AK: I didn’t use the word “holistic” which, to me, brings to mind a kind of northern California reading of history—smooth jazz, deep tissue massages and groovy endings for everyone. No, history isn’t a holistic process—certainly in terms of how economic and political power is distributed. Take, for example, the history of industrial revolution which, even in the best case scenarios of 19th-century Britain or America, resulted in violent labor unrest, political class conflict and cultural chaos. While in Germany and Russia, of course, it led to the totalitarian catastrophes of Fascism and Communism. So I think George Soros may, indeed, be correct. There will probably be some sort of major crisis—a Chernobyl-sized data hack, for example, or an online war between states that turns hot—that will symbolize the dawn of our digital century.
Soros is certainly correct to suggest that, in the long run at least, Facebook’s days are numbered. As I argue in the book, history teaches us that products that are profoundly exploitative of its users—whether they are rampantly addictive foods or unsafe cars—never last. And the kind of surveillance capitalism that is inherent in Facebook’s business model certainly isn’t viable in the long term. And that’s where your point about time is so interesting. As Alvin Toffler predicted in Future Shock, today’s electronic society is characterized by “too much change in too short a period of time.” I suspect we are on the brink of an even more violent change that shook Europe in the late 19th and early 20th centuries—its tremors today manifested by the globalist/localist cleavages tearing apart every postindustrial society. These changes will be anything but smooth. But sometimes you need a good crisis to arrive at good solutions.
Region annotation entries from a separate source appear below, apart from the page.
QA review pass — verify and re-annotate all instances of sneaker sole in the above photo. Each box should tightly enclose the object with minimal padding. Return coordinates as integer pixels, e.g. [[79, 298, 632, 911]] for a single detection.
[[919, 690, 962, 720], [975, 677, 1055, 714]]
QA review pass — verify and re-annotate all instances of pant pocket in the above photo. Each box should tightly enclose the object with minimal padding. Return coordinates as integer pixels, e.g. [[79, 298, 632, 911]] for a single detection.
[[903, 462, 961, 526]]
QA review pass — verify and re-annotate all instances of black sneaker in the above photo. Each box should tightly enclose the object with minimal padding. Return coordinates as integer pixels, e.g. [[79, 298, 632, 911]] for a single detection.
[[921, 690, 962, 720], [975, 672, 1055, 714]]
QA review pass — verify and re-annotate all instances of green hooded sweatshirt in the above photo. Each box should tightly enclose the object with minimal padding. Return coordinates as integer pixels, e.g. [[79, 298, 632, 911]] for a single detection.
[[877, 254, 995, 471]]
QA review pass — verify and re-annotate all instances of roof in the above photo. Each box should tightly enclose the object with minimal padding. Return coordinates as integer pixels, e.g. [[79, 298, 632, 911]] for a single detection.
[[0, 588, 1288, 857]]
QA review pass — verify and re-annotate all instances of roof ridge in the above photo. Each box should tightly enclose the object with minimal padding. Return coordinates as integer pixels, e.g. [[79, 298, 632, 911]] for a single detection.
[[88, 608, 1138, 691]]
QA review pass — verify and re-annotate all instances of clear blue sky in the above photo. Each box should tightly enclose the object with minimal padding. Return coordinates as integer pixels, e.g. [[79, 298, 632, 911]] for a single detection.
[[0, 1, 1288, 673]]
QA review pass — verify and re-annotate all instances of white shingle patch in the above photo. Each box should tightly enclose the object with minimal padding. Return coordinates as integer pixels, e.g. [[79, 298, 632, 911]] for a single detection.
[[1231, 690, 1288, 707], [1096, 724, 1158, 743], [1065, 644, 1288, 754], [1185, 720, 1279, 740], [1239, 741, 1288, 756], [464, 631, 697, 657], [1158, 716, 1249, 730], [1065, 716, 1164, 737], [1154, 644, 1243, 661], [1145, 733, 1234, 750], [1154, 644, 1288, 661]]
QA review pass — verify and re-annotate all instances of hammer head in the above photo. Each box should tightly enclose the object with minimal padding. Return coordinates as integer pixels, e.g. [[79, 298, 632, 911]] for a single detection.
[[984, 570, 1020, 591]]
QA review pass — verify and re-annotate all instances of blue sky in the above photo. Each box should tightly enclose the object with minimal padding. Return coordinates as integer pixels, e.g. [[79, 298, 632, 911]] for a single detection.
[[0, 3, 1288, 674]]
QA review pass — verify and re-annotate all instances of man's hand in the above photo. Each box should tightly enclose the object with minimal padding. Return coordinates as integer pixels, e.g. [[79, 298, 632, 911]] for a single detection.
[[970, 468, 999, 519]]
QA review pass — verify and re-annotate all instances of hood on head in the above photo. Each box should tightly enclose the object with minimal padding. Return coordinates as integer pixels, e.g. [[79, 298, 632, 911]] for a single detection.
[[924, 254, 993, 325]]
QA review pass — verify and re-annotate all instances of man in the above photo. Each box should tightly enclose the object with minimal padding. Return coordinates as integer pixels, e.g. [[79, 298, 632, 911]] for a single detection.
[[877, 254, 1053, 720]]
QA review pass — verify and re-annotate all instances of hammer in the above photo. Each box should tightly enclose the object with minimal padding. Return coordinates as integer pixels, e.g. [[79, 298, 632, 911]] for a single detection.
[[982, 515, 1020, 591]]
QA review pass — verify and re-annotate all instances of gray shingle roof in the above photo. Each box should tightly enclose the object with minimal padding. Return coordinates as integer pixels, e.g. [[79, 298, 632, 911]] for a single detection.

“The Facebook and Google ‘surveillance capitalist’ business model of transforming the consumer into the product isn’t viable in the long run.”
NC: So, the positive spin is that the debacle of surveillance capitalism may force Americans to appreciate their own privacy and need for collective action? As you note, Europe had to endure totalitarian horrors to appreciate the importance of privacy; Singapore had to endure prolonged poverty to see the importance of investing in their population.
AK: What you call a “positive spin” about America might, I’m afraid, be wishful thinking—perhaps even a kind of parochial utopianism. In writing HTFTF, I flew over 250,000 miles around the world, visiting countries as far apart as Estonia, India, Russia, Singapore and Germany. What I found is that the Internet is, in a mostly good way, becoming the “splinternet”—a series of networks conforming to local interests and cultures. That, of course, doesn’t justify what’s going on in Russia or China—but it does point to the vitality of the next wave of innovation in which local innovators and regulators are fighting back against Silicon Valley monopolists. So my goal was to write a genuinely global book—and not just Silicon Valley’s spin on globalism, with its convenient representation of the world as a uniform hinterland for American technologies and ideas.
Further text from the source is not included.